Nesta semana europeia varrida por um sismo, escolho uma ondinha de choque. E acontecida no epicentro, na França que votou vencedora a Frente Nacional – «a FN não é um partido de direita, é um partido fascista», lembrou não uma personagem qualquer, mas o ministro das Finanças alemão Wolfgang Schäuble. Pois, nessa França, o líder da oposição Jean-François Copé demitiu-se porque não só o UMP, o seu partido, teve um resultado dececionante como ele próprio foi envolvido numa traficância. Um affaire de corrupção em que está enredado e ele teve a imprudência de começar por negar o que veio a revelar-se ser verdadeiro. E chegamos ao assunto. Há meses, uma colega de Copé, Nadine Morano, política assanhada e useira do Twitter, tinha escrito uma frase assassina quando um adversário político cometera os mesmos erros, de fraude e mentira. Escreveu ela, então: «Os corruptos e mentirosos devem ter uma pena exemplar e ser interditos de eleição para sempre.»
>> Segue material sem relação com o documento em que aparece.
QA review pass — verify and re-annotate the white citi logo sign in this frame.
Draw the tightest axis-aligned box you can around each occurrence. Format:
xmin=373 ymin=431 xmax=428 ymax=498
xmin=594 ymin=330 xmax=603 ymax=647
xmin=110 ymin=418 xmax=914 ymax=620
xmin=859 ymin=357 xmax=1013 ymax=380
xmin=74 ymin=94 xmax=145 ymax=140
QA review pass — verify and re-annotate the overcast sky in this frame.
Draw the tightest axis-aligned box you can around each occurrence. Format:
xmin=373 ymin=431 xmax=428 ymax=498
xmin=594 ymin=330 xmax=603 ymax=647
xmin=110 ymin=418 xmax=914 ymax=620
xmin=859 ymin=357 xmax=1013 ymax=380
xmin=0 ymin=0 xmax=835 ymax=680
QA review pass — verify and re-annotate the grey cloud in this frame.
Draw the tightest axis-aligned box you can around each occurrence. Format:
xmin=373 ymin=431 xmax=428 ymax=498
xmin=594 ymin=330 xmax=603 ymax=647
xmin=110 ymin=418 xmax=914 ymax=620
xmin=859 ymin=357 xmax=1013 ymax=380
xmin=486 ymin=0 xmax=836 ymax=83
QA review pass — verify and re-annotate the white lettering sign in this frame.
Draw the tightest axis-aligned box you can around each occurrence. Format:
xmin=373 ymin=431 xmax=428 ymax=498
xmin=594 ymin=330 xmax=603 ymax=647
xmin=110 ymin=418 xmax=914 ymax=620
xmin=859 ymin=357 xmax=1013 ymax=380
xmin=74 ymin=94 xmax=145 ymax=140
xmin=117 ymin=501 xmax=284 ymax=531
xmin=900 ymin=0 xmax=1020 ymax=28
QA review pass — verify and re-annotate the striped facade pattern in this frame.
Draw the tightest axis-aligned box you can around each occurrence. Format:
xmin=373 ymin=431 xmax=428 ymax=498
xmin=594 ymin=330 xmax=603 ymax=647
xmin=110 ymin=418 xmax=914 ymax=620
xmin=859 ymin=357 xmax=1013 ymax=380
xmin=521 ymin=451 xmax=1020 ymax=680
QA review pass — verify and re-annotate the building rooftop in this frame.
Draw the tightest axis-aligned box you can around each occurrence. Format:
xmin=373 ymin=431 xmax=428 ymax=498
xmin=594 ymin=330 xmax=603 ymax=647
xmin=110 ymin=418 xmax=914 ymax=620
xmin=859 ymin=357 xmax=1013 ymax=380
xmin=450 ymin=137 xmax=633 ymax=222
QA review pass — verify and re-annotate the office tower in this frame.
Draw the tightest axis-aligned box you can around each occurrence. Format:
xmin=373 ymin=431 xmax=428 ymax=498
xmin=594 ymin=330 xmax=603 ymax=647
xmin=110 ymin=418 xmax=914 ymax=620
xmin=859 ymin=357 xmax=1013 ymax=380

Ora, agora que o seu amigo e correligionário Copé incorreu nos mesmos pecados, do que se lembrou a cabeça quente da Nadine? Do mais infeliz e menos discreto dos gestos: foi à sua conta do Twitter e apagou a frase antiga. É como entrar em casa de madrugada, pé ante pé e com a consciência pesada, soprando um apito e batendo num bombo. O tuíte enterrado ressuscitou aos berros, porque há sempre um internauta que guarda os tesourinhos deprimentes. E quando os autores se arrependem e os tentam suprimir, alguém volta a retuitá-los com este aviso que causa escândalo: «Tentaram apagar isto!». A frase antiga de Nadine Morano, vítima de falhada tentativa de silenciamento, tornou-se um dos acontecimentos da semana. Na Internet, a tentativa de silenciar um texto, documento, foto ou vídeo é como lhe pôr um altifalante. Chama-se a isso «o efeito Streisand».
Em 2003, a cantora Barbra Streisand irritou-se por ver publicada uma foto da sua mansão imponente, quase arrogante, com piscina em forma de feijão, numa falésia sobre a praia de Malibu, em Los Angeles. Ela pôs um processo ao fotógrafo, acusando-o de violar a lei antipaparazzi californiana, que protege a privacidade das vedetas. O tribunal acabou por dar razão ao fotógrafo, que disse estar a fazer um trabalho não sobre a cantora, mas sobre a erosão da costa. Por essa altura, já a foto do casarão tinha explodido nos computadores: nos primeiros dias da queixa debatida nos tribunais, mais de quatrocentas mil pessoas a tinham visto! Apagar na internet o que quer que seja é meio caminho andado para uma ampla divulgação…
O efeito perverso ficou ainda mais claramente demonstrado quando Barbra Streisand tentou tornear as consequências. Já que lhe mostravam a mansão de forma subreptícia, ela decidiu abrir as portas, literalmente. Pagou a feitura de um vídeo com título poético (A Private Tour), uma visita privada narrada por ela própria à sua casa, com piano lânguido dedilhado ao fundo e com os portões brancos abrindo para a nossa entrada. O vídeo está há anos no YouTube e tinha 24 688 visualizações quando lá fui esta semana, um vigésimo do que fora visto há dez anos, como fruto proibido, em poucos dias… As visitas feitas pela fechadura são sempre mais populares do que as permitidas pelas portas abertas.
A internet, afinal, só veio sublinhar a lei antiga: a oposição abrupta (e o que é mais radical do que uma supressão?) é geralmente mais ineficaz do que os métodos suaves. A porta entreaberta é melhor que fechada (os empregadores dizem sempre: «Voltaremos a contactá-lo»). Com a verdade me enganas (os encontros dos amantes são mais prudentes em sítios públicos do que em ermos onde não há justificação para estar). O protelar é melhor do que desiludir («de momento não temos em stock, mas estamos à espera»). Enfim, as tolices antigas não são para tocar, apesar de ser forte a tentação de as esconder – só levanta o pó.